A.I. development has been exponentially growing while literally breathtaking us with successive achievements that seem to be out of some fantasy. In 2017 alone, Google Deepmind’s AlphaZero, the successor of AlphaGo, managed to outperform AlphaGo, learn chess in 4 hours and demolish the world’s strongest chess engine, Stockfish. On the same year, OpenAI’s bot managed to humiliate top World champions at DotA at the International event. 2018 started out with Alibaba’s language processing AI already beating top stanford human’s level of reading and comprehension with even more promises for AI to come. It feels like it was just yesterday that AI started to make these leaps, but they brought us much far ahead. There are many AI languages and among them we discuss top languages.
If you want to catch the development wave, you need to get yourself well-suited in one of the languages used in artificial intelligence development, as not all programming languages are common in use. Here’s a list of the Top programming languages used in AI development.
Python sits on the throne of the Top programming languages in AI. Since most of the time spent in AI development should not be dedicated to debugging and error finding. This is one of the things that gives Python an upper hand. A core of python is it’s simple efficient code writing. Implementing Algorithms in Python is really simple and Python is equipped with many libraries devised for AI and ML applications. Among which we mention: Pylearng, Pybrain, sickit and AIMA which implements the algorithms in the famous Russell and Norvig book.
Finally, Python is open source and very well documented so there’s plenty of materials to get you well started. If you’d like to check some Python ML code, you can try the simple MNIST classification yourself. Python is quite easy to learn, so even if you haven’t used Python before, having some programming foundations will get the gears running for you.
When it comes down to speed and performance, C++ is definitely your guy. C++ is the most memory efficient and by a landslide, the fastest. In many neural networks applications, you’d be trying to optimize your program to make the best use out of the resources at hand. You’re basically trying to squeeze every ounce of processing power that you have, and it’s a low-level language like C++ that enables you to do that. However, learning C++ might be the hardest on this list, since the extreme flexibility is a trade off against code simplicity.
There are some great libraries and frameworks out there using C++ like Tensorflow, CNTK and Caffe, among others.
R is one of those languages that were developed for specific applications, specifically statistical studies, data visualization and analysis.. They’re much easier to deal with for scientists and engineers and R has grown over the years to become one of the Big Data and ML giants. Despite its rather strange syntax, it’s got a steep learning curve. R possess extensive command-line interfaces with the most famous IDE for the language being IDE. R is arguably superior to Python when it comes to matrix multiplication and related data structures such as vectors.

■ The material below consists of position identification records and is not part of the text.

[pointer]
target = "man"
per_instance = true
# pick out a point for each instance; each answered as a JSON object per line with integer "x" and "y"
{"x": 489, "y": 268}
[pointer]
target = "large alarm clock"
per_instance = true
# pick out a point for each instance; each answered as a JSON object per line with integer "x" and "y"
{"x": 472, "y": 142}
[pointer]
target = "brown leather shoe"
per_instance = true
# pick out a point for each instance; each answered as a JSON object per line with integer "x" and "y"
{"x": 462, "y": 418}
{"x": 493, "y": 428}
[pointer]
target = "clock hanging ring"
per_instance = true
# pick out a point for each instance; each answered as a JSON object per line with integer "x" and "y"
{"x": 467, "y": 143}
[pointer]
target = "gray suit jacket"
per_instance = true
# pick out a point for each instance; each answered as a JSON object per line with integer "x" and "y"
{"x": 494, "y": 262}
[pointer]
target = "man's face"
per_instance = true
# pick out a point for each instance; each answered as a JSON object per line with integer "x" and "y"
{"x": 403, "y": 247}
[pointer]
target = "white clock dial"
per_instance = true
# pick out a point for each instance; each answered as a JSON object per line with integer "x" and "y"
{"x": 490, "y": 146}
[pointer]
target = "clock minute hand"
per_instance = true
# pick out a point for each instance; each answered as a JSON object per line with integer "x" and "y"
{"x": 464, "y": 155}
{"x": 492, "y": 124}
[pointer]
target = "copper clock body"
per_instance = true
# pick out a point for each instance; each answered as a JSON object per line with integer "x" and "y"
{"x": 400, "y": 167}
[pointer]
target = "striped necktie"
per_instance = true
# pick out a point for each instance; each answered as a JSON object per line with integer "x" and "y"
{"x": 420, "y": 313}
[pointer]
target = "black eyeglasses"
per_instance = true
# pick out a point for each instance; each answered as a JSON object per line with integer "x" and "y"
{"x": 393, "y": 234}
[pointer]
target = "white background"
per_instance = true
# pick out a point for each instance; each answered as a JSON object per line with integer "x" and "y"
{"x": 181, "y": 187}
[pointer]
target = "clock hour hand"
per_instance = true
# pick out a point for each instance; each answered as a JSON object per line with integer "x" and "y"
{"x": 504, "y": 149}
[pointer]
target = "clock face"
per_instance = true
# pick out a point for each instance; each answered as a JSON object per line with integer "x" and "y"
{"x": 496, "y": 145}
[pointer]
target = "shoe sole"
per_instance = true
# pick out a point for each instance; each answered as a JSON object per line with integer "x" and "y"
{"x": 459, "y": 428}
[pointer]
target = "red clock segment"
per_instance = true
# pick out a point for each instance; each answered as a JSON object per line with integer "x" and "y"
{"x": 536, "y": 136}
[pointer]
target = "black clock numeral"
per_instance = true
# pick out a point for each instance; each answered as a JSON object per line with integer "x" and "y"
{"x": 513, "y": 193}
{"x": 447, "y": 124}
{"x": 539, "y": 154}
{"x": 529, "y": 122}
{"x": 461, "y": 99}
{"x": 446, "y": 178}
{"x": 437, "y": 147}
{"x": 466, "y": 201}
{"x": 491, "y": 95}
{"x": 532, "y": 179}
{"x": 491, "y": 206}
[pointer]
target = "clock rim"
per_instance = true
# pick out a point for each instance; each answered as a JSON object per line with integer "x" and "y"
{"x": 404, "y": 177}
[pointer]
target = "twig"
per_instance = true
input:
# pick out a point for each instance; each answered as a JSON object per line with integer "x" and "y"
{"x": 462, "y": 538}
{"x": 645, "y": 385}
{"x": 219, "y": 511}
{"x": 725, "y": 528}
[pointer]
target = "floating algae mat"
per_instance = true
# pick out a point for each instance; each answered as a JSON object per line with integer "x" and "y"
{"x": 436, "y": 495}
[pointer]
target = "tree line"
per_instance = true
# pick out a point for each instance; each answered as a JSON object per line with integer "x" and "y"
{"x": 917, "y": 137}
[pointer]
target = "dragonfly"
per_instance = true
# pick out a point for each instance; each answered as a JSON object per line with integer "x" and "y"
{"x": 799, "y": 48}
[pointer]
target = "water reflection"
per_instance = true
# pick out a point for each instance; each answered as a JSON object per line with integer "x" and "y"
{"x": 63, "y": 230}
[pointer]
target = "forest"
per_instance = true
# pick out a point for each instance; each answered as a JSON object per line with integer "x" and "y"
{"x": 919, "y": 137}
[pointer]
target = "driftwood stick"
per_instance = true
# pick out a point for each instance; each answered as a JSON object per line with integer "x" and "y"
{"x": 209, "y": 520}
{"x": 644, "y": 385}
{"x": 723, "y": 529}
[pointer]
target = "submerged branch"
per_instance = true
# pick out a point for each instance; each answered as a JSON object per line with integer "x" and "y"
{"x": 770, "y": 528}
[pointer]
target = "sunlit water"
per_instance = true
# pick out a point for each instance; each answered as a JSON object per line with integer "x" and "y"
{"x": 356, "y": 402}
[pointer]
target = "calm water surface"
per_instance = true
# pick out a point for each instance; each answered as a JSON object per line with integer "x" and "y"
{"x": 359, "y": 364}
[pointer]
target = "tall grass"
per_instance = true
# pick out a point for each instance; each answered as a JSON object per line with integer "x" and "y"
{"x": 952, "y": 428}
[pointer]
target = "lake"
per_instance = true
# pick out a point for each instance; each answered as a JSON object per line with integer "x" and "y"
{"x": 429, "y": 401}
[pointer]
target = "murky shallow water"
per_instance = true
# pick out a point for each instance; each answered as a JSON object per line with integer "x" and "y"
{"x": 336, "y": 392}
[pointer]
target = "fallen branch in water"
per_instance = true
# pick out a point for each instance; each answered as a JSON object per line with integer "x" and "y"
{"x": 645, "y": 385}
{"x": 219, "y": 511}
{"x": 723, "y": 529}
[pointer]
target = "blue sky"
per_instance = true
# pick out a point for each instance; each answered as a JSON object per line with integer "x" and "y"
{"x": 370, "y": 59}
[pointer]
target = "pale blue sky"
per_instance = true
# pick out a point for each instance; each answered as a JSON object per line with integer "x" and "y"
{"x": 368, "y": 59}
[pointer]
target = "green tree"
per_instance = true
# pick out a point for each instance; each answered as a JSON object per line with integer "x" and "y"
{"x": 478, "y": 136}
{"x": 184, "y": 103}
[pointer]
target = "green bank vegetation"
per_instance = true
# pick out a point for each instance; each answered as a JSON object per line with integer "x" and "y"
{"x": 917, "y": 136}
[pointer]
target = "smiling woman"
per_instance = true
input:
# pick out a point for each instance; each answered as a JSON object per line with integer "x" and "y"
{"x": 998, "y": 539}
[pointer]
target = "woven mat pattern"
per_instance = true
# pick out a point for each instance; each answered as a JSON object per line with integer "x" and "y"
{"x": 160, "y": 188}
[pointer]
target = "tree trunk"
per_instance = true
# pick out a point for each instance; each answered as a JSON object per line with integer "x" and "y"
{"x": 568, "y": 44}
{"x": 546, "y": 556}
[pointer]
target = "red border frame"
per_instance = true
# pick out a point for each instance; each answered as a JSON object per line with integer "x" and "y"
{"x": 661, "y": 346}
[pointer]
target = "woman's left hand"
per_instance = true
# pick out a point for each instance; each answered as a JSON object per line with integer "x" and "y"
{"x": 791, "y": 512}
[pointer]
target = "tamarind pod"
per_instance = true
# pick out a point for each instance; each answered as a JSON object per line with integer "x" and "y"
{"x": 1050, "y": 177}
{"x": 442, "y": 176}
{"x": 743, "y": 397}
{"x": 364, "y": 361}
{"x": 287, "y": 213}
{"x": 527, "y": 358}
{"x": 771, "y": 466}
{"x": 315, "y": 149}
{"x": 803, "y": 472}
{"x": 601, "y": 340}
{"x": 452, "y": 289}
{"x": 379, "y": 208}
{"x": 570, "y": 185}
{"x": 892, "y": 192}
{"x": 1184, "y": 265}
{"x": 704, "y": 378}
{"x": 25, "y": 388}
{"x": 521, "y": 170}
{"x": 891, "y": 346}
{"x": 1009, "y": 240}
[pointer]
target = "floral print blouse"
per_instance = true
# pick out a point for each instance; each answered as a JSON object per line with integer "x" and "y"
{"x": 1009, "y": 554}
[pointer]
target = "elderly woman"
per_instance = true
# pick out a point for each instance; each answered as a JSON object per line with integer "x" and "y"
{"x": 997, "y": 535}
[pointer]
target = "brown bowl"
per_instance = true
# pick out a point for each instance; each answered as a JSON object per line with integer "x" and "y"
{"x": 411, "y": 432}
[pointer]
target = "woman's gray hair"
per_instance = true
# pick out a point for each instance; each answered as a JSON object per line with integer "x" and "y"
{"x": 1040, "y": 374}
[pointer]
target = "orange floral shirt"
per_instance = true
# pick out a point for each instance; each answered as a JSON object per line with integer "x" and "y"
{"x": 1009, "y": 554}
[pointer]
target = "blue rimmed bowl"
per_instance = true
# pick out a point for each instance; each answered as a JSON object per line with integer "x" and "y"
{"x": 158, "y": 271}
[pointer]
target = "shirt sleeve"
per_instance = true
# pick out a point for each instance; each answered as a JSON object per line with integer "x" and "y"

The implementation is natural, robust and easy to use, some even say it’s even sharper than Python. R possess a centralized repository containing a huge amount of packages which are suitable for a vast amount of applications.
Java is one of the most beloved languages of all time. It has got a huge community but its fame isn’t the only reason why it’s a common adaptation in AI. It’s easy to use and allows a simple yet large scale development. Its also easy to debug which is important because you don’t want to waste your time searching for code bugs. Java possesses an arsenal of kits that makes graphics and interfaces look quite appealing. Java give one huge bonus with its virtual machine, which allows its code to run seamlessly on multiple platform. There are many libraries and frameworks for AI and ML applications. Here’s one cool list you can check out.
One of the earliest languages used in AI applications since the 1980s. LISP is a high-level language equipped with a set of features that made it very suitable for developing and testing symbolic AI programs with a high level of command. Through the write notations, the language could also function as a low-level language and has got a garbage collector that can collect even useless pieces of code. The language is extremely flexible and powerful. And as an old member of the AI community, it possess great documentations too.
PROLOG is a language specialized in AI, more specifically, logic and symbolic computation. The language is composed of a small set of some very basic mechanisms that all together form a power and flexible framework. When it comes to structured objects and relationships, PROLOG’s true power manifests. As while it’s not as widely applied as LISP. It certainly has its own edges when it comes to logical programming.
Microsoft is currently trying to push C# beyond the limits of our expectations by making it cross-platform with all the essential features of today’s development. It’s only natural that in order to achieve that, there had to be some AI development in C# to bridge the gap. Microsoft actually offers some pre-trained models that you can directly use in your .Net applications. You can ,of course, build your own models. For instance, there is the Accord.Net framework that allows you to work in easier image and audio processing in C#. You can try the same MNIST program (which is the HelloWorld of ML) using C# this time here.
The list actually goes on. If we had to be inclusive, we’d have to mention Scala, Julian, Haskell, AIML and many others. Every language possess its own powers that you can leverage when needed. You’ll most likely have to tradeoff one feature for another, so you better be precise about your goal. If you just want to dive in the AI field, we recommend Python as a powerful yet easy to use companion. Though, if you possess knowledge in another language, then make it your benchmark.